Na segunda-feira (28.06.2021), em mais um dia de serviço normal, por gratidão, as vésperas de completar 23 anos de serviço prestado na Polícia Militar do Estado de Mato Grosso, um Subtenente PM auxiliado por sua equipe realizava a entrega de doces às crianças (“céu), quando foi interrompida a ação social com o anúncio de uma ocorrência de homicídio, conforme o relato a seguir, colhido na redes sociais do policial.

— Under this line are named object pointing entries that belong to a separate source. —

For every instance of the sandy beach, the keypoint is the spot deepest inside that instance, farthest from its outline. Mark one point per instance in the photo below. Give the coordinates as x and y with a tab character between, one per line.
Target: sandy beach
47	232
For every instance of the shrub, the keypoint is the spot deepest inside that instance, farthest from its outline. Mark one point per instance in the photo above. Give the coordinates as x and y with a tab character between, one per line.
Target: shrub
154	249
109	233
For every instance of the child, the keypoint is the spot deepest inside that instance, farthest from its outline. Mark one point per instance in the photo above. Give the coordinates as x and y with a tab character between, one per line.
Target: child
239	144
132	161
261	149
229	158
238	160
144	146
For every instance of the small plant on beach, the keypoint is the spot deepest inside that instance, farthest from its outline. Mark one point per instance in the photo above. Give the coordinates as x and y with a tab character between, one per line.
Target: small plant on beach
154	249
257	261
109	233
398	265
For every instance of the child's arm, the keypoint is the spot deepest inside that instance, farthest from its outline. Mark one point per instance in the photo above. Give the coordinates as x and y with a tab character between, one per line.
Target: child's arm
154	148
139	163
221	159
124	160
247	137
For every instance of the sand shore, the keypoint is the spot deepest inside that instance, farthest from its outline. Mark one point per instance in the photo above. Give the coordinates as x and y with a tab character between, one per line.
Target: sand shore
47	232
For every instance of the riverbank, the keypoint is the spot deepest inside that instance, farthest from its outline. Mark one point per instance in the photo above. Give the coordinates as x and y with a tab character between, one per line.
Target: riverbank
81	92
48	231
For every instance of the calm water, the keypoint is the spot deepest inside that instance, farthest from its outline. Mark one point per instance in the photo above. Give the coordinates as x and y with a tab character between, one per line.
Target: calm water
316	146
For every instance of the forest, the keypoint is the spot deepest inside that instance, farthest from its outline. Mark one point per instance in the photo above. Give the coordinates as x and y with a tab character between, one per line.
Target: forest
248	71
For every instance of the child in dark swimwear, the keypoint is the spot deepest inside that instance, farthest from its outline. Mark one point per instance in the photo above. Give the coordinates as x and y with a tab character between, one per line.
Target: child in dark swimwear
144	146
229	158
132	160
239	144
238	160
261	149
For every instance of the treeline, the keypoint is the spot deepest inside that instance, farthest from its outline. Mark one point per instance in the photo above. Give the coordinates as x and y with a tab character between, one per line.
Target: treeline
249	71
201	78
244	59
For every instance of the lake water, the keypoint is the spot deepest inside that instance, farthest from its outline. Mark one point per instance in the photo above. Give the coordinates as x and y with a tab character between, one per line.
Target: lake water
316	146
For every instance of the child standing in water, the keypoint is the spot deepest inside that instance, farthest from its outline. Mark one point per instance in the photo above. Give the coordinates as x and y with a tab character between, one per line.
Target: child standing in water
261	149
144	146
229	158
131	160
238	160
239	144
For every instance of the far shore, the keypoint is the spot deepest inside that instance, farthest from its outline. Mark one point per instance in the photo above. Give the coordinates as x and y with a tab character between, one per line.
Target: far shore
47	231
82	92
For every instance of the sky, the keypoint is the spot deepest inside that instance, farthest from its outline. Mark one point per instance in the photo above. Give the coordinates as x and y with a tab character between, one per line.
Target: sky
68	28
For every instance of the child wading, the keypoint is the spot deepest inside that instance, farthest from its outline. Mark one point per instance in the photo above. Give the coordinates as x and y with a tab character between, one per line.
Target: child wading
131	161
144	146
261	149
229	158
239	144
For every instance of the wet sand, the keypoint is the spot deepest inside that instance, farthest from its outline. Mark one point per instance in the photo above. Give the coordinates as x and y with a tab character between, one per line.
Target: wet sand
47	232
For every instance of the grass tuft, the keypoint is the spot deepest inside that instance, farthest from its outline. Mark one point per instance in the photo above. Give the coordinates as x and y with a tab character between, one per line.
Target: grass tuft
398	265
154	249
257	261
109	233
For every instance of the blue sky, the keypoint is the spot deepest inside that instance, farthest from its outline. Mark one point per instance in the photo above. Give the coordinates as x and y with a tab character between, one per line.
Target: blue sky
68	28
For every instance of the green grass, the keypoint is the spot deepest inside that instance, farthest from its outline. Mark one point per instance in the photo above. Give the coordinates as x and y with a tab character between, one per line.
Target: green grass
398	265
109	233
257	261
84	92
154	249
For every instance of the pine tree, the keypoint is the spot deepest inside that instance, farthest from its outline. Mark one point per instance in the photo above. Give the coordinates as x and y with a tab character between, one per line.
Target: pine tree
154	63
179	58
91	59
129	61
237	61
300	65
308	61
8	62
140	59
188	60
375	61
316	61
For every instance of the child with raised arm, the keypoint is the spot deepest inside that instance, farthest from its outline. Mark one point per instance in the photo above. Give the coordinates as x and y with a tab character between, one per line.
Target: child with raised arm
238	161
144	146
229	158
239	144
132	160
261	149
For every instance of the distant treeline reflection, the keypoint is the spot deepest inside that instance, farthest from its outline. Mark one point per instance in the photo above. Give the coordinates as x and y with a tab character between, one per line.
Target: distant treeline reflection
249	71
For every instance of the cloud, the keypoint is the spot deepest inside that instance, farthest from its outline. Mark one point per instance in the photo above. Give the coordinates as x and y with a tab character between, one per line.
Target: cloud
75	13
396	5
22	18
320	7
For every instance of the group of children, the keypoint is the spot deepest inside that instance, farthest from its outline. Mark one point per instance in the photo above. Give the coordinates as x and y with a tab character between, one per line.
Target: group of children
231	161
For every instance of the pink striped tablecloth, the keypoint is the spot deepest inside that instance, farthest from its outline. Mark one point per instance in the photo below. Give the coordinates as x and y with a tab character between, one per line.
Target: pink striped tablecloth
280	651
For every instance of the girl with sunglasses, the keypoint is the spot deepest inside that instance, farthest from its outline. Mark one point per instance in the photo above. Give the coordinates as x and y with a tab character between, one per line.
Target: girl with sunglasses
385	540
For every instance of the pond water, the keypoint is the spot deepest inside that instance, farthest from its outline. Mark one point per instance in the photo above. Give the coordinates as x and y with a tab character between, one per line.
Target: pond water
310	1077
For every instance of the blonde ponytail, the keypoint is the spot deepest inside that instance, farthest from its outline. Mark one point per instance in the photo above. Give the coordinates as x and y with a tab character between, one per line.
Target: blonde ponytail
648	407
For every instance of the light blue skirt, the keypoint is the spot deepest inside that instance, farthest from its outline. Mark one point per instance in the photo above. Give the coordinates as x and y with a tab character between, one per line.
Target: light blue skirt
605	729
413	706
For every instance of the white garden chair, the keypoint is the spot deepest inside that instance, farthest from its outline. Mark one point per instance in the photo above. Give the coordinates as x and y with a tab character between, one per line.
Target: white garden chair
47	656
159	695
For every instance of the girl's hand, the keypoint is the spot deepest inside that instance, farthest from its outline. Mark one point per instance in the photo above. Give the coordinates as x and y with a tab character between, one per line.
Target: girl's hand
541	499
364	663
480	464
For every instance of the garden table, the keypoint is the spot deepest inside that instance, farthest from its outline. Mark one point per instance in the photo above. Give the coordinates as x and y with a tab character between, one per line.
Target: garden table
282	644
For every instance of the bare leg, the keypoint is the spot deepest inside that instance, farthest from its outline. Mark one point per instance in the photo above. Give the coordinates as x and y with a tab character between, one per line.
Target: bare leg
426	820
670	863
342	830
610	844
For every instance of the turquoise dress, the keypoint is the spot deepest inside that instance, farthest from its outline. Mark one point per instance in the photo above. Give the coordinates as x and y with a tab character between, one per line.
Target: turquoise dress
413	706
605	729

“No 03 de julho de 2021, completo 23 anos nas fileiras da Gloriosa Policia Militar do Estado de Mato grosso. No decorrer de minha jornada, enfrentei de tudo, medo, raiva, alegria, dor, sede, frio, fome, cansaço e muitas vezes tive a certeza que a morte passou bem perto de mim. Pensei que algumas situações não me abalava mais, mas no dia de hoje, em um momento maravilho de entrega de doces para crianças de um bairro da cidade, onde lá ganhei abraços, sorrisos, muito carinho e ouvi também muitas daquelas crianças dizendo que SERÁ igual a mim, “UM POLICIAL MILITAR”. Aahhh, como é bom ouvir isso, como é bom saber que de certa forma somos referencias para alguns, somos espelhos, somos sonhos a serem sonhados por aquelas que são o futuro de nossa nação. Mas enfim, vamos lá, enquanto eu sentia toda aquela alegria, carinho….fui interrompido bruscamente por uma chamado na rede rádio: “atenção todas as viaturas. Homicídio, seguido de tentativa de homicídio em um bairro da cidade e o autor está pelas imediações!!! Pronto, “ta” formado o que chamamos de “barata voa”, correria, pneus cantando, giro flex acionado, sirenes estridentes, adrenalina a flor da pele, tensão e por que não ter medo!!! Sim, temos medo, pois a muito tempo atrás eu li que o medo nos persegue, mas nos mantém vivos… (Jader Silveira). Chegando ao local, mais um choque de sentimentos. Tristeza pela vida perdida, choros e gritos daqueles que nos olham e esperam uma resposta, mas que resposta? Só tem um jeito! Sair a “caça”! Guarnição reunida, autor identificado, vamos lá! Equipes formadas, prontas para enfrentar novamente o desconhecido, incursão em vielas, prédios abandonados, cuidado redobrado, adentramento em ambiente ostil…putz, “varremos” o bairro e não achamos. Mais uma vez a frustação invade nosso peito, mais uma vez os gráficos das sensações se elevam e caem drasticamente, mais um dia de policial. Termino do serviço, indo embora, quando me perguntei: até quando aguentaremos esse gráfico louco de sentimentos? Como aguentamos essas oscilações de sensações? Em segundos sair de uma alegria radiante para um tristeza profunda. Como podemos suportar essa carga de sentimentos tão opostos? Não sei, mas tenho que seguir firme pois amanhã começa um novo plantão”.

Embora pareça ficção, este fato ocorreu na cidade de Campo Novo do Parecis e, a rápida resposta foi dada a sociedade por meio da prisão do criminoso.